El 13 de abril, los CDC, en una declaración conjunta con la Administración de Drogas y Alimentos de EEUU, recomendaron una pausa en el uso de la vacuna, "por precaución" y para dar a los expertos la oportunidad de examinar los casos de coágulos de sangre y ver si se encontraron casos adicionales.

Los funcionarios de los CDC han dicho desde entonces que se estaban investigando otro "puñado" de casos, pero no ofrecieron detalles, excepto para decir que se sentían alentados de que hubiera un número relativamente pequeño de ellos.

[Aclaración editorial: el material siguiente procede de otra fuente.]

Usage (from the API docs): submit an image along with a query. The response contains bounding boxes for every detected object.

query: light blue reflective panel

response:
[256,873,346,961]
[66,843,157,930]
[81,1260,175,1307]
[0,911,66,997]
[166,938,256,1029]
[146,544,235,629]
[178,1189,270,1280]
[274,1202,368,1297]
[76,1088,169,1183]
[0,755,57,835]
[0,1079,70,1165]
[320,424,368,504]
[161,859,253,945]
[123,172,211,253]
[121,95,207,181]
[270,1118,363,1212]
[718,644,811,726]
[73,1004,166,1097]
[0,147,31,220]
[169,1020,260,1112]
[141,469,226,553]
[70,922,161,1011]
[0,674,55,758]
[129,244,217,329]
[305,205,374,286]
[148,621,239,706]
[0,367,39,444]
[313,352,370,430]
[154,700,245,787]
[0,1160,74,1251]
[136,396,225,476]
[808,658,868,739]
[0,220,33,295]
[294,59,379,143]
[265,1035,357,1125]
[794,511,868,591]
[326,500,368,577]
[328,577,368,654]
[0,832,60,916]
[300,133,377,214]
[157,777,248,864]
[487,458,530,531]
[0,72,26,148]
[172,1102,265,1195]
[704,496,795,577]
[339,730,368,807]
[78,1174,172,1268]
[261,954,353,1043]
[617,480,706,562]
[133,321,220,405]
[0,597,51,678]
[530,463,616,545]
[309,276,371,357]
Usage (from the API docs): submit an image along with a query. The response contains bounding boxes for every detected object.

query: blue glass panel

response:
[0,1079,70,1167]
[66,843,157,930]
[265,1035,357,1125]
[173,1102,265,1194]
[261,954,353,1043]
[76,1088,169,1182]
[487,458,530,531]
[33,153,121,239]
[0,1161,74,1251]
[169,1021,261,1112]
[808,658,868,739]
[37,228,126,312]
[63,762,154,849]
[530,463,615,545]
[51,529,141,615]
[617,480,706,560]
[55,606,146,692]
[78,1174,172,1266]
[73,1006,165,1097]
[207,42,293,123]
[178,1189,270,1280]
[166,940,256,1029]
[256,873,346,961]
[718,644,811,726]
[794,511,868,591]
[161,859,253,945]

Los seis casos de coágulos de sangre identificados previamente (de siete millones de dosis administradas) ocurrieron en mujeres de entre 18 y 48 años. Desarrollaron síntomas, con mayor frecuencia dolores de cabeza, de seis a 13 días después de la vacunación. Una receptora de la vacuna, una mujer de Virginia, murió en marzo.

El diario The Washington Post informó que las autoridades se están inclinando por levantar la pausa. A principios de esta semana, el grupo de vigilancia de medicamentos de Europa, la Agencia Europea de Medicamentos (EMA), dijo que si bien encontró un posible "vínculo" entre la vacuna y los raros coágulos de sangre, los beneficios de la vacuna superan sus riesgos.

La EMA decidió recomendar su uso con una advertencia adicional incluida en la información sobre la vacuna.

La reunión del viernes del Comité Asesor sobre Prácticas de Inmunización (ACIP) seguirá a una reunión de emergencia celebrada la semana pasada, el día después del anuncio de la pausa. En ese momento, los miembros del panel dijeron que tenían muy poco tiempo para hacer una recomendación.

Los asesores del comité le dijeron a ABC News que se espera que haga una recomendación final sobre la vacuna más tarde el viernes.